É um tiro de 12 com Sinatra ao fundo

É um tiro de 12 com Sinatra ao fundo

Ele é essa incongruência dos excepcionais, sim. Não reúne as qualidades mais conexas e lógicas e tampouco os defeitos que fariam casamento no contraponto de ser humano. É uma mistura para se estudar dedicadamente, por longo. Felipe é a classe dos musicais confundida com a brutalidade dos animais de caça. Ao mesmo tempo em que toma à mão uma taça de cristal com vinho nobre e delicado, se esgoela com frases de pouco sentido, rindo copiosamente e logo em seguida, acompanhado por uma passagem bíblica, em seu momento de reflexão junto ao sagrado.

Repete essa receita em seu trabalho. Envelhece em termos biológicos, mas como a bebida que lhe acompanha, parece ficar melhor. Enriquece qualidades em barril de carvalho, ou de gelo, ou sabe-se lá Jesus, rei do camisa 30, onde. Atinge o auge próximo ao final. Em seu terceiro ano com as cores alviverdes, faz sua melhor jornada. Era pra ser a curva de descenso, de piora. Que Felipe Melice ser sua melhor versão quando não seria natural sê-la. Estranho seria se não estivéssemos acostumados com esse (não) padrão.

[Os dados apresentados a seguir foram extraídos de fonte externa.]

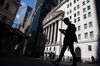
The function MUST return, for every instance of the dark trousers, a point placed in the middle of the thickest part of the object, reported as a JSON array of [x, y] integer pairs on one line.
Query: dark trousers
[[71, 47]]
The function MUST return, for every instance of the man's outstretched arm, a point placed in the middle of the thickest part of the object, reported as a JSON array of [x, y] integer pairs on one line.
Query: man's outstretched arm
[[62, 31]]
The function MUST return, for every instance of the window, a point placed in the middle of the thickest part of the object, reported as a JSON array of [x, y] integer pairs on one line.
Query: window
[[88, 7], [88, 1], [7, 6], [74, 14], [78, 6], [74, 8], [70, 4], [70, 11], [70, 17], [47, 49], [83, 3], [86, 35], [91, 35], [89, 48], [68, 49], [90, 24], [75, 20], [79, 36], [78, 13], [89, 14], [85, 26], [79, 28], [50, 48], [74, 1], [84, 10], [77, 0], [78, 18], [2, 2], [84, 16], [54, 48], [67, 13]]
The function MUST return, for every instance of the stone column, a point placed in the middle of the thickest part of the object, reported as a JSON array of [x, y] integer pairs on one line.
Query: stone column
[[51, 33], [55, 31]]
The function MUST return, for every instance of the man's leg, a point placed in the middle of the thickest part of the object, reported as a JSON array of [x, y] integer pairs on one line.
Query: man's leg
[[61, 55], [73, 53]]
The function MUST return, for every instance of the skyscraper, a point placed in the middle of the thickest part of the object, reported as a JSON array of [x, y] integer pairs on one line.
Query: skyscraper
[[82, 13]]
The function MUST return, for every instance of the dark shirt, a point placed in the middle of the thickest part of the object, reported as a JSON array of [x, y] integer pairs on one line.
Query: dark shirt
[[70, 35]]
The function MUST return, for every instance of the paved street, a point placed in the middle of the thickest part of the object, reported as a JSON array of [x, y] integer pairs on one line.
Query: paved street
[[28, 61]]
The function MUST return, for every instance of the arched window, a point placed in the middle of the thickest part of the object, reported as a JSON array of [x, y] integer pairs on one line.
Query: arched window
[[2, 2]]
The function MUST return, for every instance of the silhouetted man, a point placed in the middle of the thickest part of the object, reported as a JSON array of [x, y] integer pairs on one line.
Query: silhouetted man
[[69, 39]]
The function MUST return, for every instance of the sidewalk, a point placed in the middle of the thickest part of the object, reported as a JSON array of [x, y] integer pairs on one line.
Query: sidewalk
[[29, 61]]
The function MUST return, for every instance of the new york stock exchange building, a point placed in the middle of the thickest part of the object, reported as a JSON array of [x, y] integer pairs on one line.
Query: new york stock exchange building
[[82, 13]]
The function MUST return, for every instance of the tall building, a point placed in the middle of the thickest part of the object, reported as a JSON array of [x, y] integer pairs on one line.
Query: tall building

O anacronismo de Felipe o faz chegar a 2019 sendo o melhor, de novo. E, se justiça houvesse nesse país que não leva a sério seu futebol, o levaria de volta ao posto de selecionável. Não será, todos sabem, e que azar. Do time da confederação. Controverso, sim, mas inquestionável, hoje, em sua função. Não ouse contrariar o dono do último mundo em verde e amarelo. Não é todo dia que o maior professor do maior do Brasil avisa a todos que seu meio campista fez seu melhor jogo. Ainda mais que o jogo passado havia sido o melhor, também. E o próximo poderá ser, mais uma vez.

Essa tal ousadia, acima de tudo, é subterfúgio ao focadíssimo profissional que se percebeu em erro, em rota de colisão, e mudou. Segue feroz, mas responsável. Segue falastrão, mas elogiando os seus e desviando dos perigos. Um 12 anos que já está escaldado e sabe tão bem, enfim, onde pisar. Acelera o termo quando sente ser preciso. Segura a tempestade porque vê que a bonança não está tão longe assim. Bomba relógio que tem a precisa certeza de onde está o botão de acionamento. O cartão vermelho parece domesticado. Ele já não se arriscar a tomá-lo. Vai ao limite, mas quase.

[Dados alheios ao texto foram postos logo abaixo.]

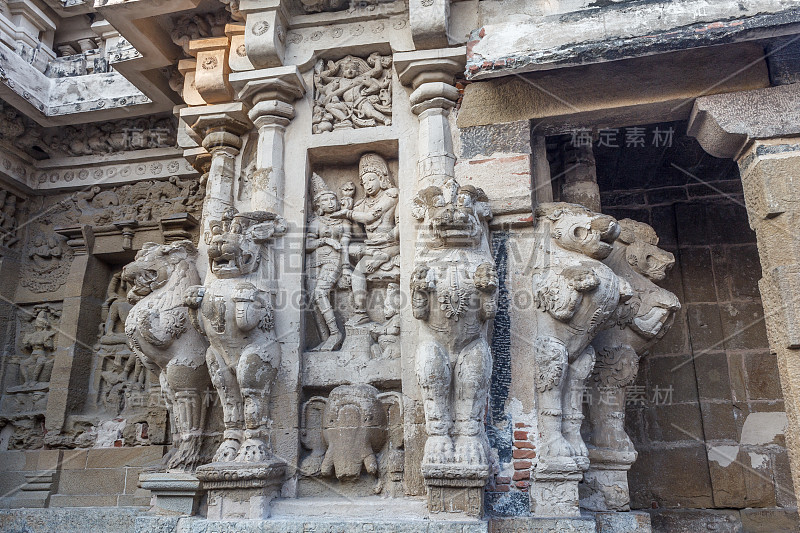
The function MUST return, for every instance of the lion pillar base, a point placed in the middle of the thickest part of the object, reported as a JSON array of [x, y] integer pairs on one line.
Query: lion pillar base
[[455, 488], [241, 490], [173, 492], [555, 494], [605, 484]]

Tiro de bazuca apontado pro nariz, oponente algemado, mas com Bach de trilha sonora. Vestido de terno de alfaiataria, faca suíça com base romana à mão, mas pronta para destrinchar. Anel de prata, munhequeira suada e suja de mordidas raivosas. Felipe desarma, berra, esbraveja, e glorifica pela sequência artística de fotos que mostram o lance. Melo é o melhor do país, sim. Não é comum, não previsível, não é uma letra do Caetano com flow dos Racionais, mas é tão Palmeiras quanto deveria ser.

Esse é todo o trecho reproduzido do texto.